Global Network Involved in Illicit Gold Trade Sanctioned

U.S. government encourages the private sector to adopt supply chain due diligence procedures to disrupt illicit mineral trade 

By Alexis Nicholson

March 24, 2022


Last week, the U.S. Department of the Treasury announced sanctions against Belgian businessman Alain Goetz, the African Gold Refinery in Uganda, and a network of companies involved in the illicit trade of gold from the Democratic Republic of the Congo (DRC). Goetz operates gold refineries and trading companies in Uganda, the DRC, Belgium, the United Arab Emirates, and elsewhere that received gold from mines controlled by armed groups implicated in human rights violations. Read the full U.S. designation statement

  • Alain Goetz was convicted in Belgium in 2020 alongside his brother and business partner, Sylvain Goetz, for money laundering and tax fraud in connection to gold trade through their Tony Goetz NV refinery, at the time in Antwerp, Belgium. Their sentences and fine were suspended, and both brothers denied involvement in the illegal trade of precious metals. 

  • A 2018 report by The Sentry noted Tony Goetz NV and the Goetz family’s involvement in illegal mining operations in the DRC and Uganda, from which gold entered the global supply chains of major companies. 

  • Tony Goetz NV has been nonoperational since July 2020, but rebranded to Industrial Refining Company, according to corporate records reviewed by Kharon. The company was not among the entities sanctioned by name in the U.S. government’s recent designation of Alain Goetz and his business network. 

Expanded Risk In Focus: The Goetz gold network’s global reach extends beyond those named by the U.S. government, with ownership of other offshore and trading companies in Europe, Africa, and the Middle East. 

  • Industrial Refining Company, formerly known as Tony Goetz NV, is wholly owned by a Luxembourg-based holding company, which is beneficially owned by Sylvain and Axel Goetz, two relatives of Alain Goetz. 

  • Alain Goetz owns a minority stake of a Dubai-based general trading company, which is registered to the same address as the U.S.-sanctioned Goetz Gold LLC.  

Alain Goetz controls Aldango Ltd, a gold refinery in Rwanda, through a UAE-based firm. Aldango has shipped millions of dollars in gold to customers around the world, according to trade records.
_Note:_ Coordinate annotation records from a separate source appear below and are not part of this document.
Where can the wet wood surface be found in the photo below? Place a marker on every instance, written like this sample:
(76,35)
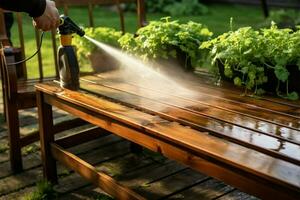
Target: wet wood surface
(153,176)
(254,142)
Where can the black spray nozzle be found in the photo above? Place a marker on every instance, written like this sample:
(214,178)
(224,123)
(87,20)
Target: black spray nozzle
(67,26)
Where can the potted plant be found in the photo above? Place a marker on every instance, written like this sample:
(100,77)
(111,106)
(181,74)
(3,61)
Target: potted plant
(261,60)
(167,39)
(90,54)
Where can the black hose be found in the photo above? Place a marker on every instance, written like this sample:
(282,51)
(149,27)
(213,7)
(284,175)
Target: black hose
(26,59)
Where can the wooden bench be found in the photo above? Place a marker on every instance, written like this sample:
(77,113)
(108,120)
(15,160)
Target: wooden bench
(252,144)
(18,88)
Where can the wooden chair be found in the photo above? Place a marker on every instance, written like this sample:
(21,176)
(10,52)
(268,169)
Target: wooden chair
(18,89)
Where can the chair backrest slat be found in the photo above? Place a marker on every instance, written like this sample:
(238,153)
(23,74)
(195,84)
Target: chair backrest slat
(90,13)
(21,36)
(54,45)
(40,61)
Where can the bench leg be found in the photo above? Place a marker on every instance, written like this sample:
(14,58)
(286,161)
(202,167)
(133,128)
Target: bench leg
(46,138)
(135,148)
(14,137)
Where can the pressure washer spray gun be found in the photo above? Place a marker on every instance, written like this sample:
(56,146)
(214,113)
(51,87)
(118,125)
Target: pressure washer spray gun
(67,59)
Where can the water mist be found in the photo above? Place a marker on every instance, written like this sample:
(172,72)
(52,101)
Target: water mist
(135,70)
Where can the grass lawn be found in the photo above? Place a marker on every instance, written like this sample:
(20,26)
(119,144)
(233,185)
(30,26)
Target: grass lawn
(217,20)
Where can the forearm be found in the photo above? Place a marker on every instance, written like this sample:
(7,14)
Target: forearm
(34,8)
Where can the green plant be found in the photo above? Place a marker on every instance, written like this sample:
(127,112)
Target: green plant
(166,38)
(102,34)
(3,147)
(284,18)
(185,7)
(44,191)
(252,58)
(103,197)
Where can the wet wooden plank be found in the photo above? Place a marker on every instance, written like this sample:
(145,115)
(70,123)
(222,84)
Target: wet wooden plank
(234,155)
(256,120)
(210,189)
(284,149)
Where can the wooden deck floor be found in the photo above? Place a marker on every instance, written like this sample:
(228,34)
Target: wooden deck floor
(150,175)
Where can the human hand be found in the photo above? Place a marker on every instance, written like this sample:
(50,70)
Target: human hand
(49,19)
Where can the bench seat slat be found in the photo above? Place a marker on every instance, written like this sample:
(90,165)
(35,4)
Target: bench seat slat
(285,132)
(204,145)
(261,142)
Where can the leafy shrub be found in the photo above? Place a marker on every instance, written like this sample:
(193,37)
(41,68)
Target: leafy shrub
(185,7)
(173,7)
(250,57)
(284,18)
(44,191)
(166,38)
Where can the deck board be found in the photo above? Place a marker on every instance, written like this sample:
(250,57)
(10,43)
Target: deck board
(160,182)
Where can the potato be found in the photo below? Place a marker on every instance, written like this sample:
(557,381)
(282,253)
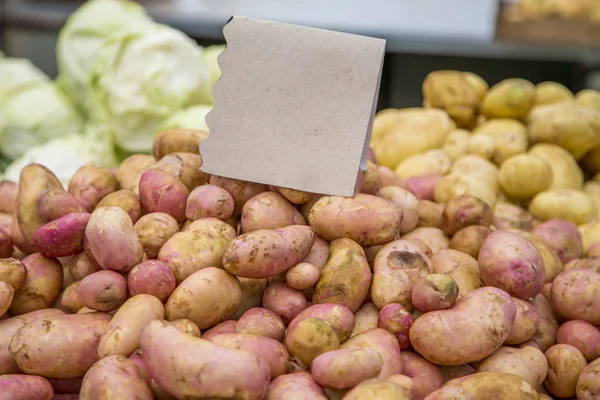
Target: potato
(435,292)
(346,368)
(366,219)
(452,92)
(40,348)
(62,237)
(25,387)
(114,377)
(151,277)
(298,386)
(13,272)
(512,263)
(511,98)
(206,297)
(565,363)
(33,181)
(271,351)
(269,210)
(398,266)
(244,256)
(42,286)
(501,385)
(525,175)
(463,331)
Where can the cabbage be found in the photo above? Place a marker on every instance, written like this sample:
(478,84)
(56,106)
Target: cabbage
(84,34)
(66,154)
(142,79)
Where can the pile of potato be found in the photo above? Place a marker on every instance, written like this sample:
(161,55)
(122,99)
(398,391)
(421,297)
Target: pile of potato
(467,266)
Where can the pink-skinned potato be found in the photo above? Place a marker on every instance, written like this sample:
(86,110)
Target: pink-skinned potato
(90,184)
(154,230)
(40,348)
(383,343)
(192,250)
(112,228)
(206,298)
(115,377)
(472,329)
(103,291)
(346,368)
(55,203)
(62,237)
(270,351)
(269,210)
(161,192)
(581,335)
(42,286)
(207,371)
(25,387)
(266,253)
(346,277)
(297,386)
(513,264)
(366,219)
(397,267)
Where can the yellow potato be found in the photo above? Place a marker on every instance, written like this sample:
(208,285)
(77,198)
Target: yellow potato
(524,175)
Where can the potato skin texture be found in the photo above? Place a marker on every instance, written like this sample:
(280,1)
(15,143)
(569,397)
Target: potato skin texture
(225,372)
(480,323)
(366,219)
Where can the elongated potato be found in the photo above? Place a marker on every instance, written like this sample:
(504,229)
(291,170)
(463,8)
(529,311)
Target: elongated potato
(474,328)
(39,347)
(366,219)
(207,371)
(206,298)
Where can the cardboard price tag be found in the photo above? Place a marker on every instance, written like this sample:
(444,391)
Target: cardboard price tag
(294,106)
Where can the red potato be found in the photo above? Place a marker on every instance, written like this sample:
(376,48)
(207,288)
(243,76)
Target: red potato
(423,186)
(435,292)
(512,263)
(25,387)
(297,386)
(525,325)
(39,347)
(382,342)
(111,228)
(397,320)
(269,210)
(346,277)
(62,237)
(192,250)
(209,201)
(42,285)
(151,277)
(562,237)
(261,322)
(575,295)
(366,219)
(581,335)
(206,298)
(284,301)
(426,376)
(472,329)
(266,253)
(115,377)
(346,368)
(154,230)
(13,272)
(207,371)
(408,203)
(397,267)
(103,291)
(91,184)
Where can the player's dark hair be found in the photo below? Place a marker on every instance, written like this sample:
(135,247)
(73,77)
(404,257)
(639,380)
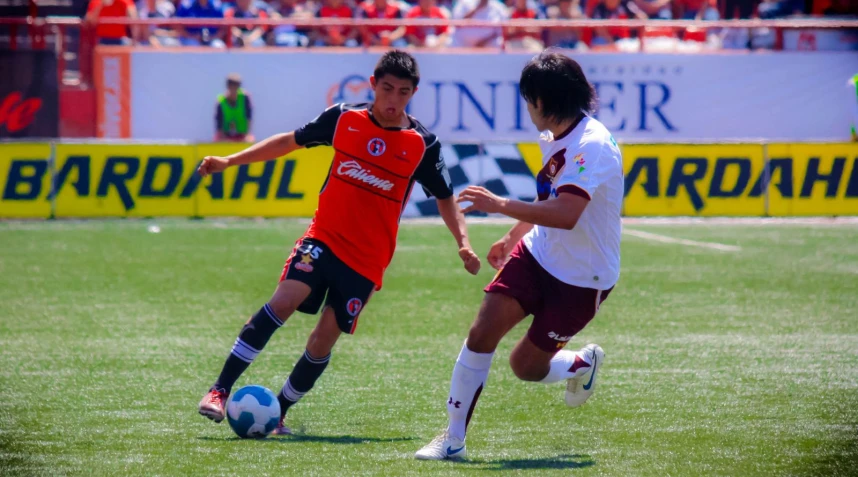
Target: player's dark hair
(397,63)
(560,83)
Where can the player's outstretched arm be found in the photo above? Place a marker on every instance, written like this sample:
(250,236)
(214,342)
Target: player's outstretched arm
(271,148)
(500,250)
(562,213)
(455,220)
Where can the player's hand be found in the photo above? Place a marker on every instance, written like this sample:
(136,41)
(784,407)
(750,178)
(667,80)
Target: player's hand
(470,259)
(481,200)
(499,253)
(212,164)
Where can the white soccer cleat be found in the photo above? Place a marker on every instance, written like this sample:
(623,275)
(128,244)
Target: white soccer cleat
(442,447)
(580,388)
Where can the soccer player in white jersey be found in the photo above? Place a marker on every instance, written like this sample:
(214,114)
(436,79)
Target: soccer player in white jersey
(558,262)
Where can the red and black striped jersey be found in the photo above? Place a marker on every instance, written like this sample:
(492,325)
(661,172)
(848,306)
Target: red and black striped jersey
(370,180)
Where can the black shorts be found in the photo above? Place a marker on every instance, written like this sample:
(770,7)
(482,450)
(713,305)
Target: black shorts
(331,282)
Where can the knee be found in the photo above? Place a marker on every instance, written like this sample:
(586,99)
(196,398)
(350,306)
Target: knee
(481,340)
(322,340)
(319,344)
(525,369)
(283,306)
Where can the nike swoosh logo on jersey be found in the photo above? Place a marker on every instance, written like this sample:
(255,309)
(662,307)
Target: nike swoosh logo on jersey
(450,450)
(590,383)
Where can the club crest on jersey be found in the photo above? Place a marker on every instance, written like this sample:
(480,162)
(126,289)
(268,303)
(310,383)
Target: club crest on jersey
(579,161)
(354,306)
(306,263)
(376,146)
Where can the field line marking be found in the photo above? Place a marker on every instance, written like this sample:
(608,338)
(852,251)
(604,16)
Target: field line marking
(690,243)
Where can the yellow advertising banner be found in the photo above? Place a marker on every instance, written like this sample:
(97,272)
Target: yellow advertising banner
(146,180)
(25,178)
(813,179)
(694,180)
(129,180)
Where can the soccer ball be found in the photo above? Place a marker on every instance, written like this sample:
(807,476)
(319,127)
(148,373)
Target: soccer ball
(253,412)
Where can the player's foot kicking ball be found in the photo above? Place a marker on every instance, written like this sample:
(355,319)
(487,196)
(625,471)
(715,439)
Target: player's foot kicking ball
(212,405)
(443,446)
(580,388)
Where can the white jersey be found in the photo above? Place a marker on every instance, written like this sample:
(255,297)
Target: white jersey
(585,161)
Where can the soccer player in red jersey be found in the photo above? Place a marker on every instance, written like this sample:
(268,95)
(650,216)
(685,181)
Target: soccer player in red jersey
(379,152)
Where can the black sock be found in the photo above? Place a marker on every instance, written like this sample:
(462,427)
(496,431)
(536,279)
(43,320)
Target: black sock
(248,345)
(304,375)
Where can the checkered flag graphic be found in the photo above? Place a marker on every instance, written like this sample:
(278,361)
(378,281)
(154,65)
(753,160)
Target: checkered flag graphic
(499,168)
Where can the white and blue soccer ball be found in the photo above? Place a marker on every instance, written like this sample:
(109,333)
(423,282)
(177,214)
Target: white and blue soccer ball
(253,412)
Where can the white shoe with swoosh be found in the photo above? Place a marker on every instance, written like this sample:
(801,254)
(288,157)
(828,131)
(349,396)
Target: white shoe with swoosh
(442,447)
(580,388)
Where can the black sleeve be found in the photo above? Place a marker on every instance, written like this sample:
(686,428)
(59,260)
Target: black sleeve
(432,173)
(320,131)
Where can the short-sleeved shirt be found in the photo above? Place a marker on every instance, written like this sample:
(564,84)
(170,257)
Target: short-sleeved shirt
(255,11)
(370,180)
(587,162)
(343,11)
(194,9)
(248,109)
(117,9)
(423,32)
(370,10)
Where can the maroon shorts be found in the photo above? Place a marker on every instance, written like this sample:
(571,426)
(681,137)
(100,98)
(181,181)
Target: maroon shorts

In January 2021, the Rwanda Investigation Bureau suspended the refinery’s license accusing it of tax evasion, according to Aldango’s website and media reporting.

Why This Matters: The recent designation of the Goetz gold trading network demonstrates the U.S. government’s “commitment to disrupt the illicit mineral trade and encourage mining sector transparency,” Treasury said. The U.S. also noted the importance for the private sector to adopt enhanced supply chain due diligence procedures in mineral supply chains as “a key tool” to mitigate risks from U.S. and international sanctions. 


“Treasury has been very clear: global gold markets, at every step of the supply chain, must engage in responsible sourcing and conduct supply-chain due diligence.” 

Brian E. Nelson, U.S. Under Secretary of the Treasury for Terrorism and Financial Intelligence


  • The U.S., European Union, and other governments have issued guidance and advisories on the need for private industry to assess supply chain exposure risks when it comes to mitigating human rights, forced labor, and other Environmental, Social and Governance (ESG) concerns. This guidance has urged businesses to implement due diligence procedures in their supply chain management when dealing with conflict minerals from conflict-affected and high-risk areas, and when engaging in business partnerships with, investing in or providing other support to companies linked to human rights violations, including forced labor.  

  • Organizations undertaking due diligence practices should ensure that their compliance practices are commensurate with identified risks and international best practices across the upstream and downstream supply chain.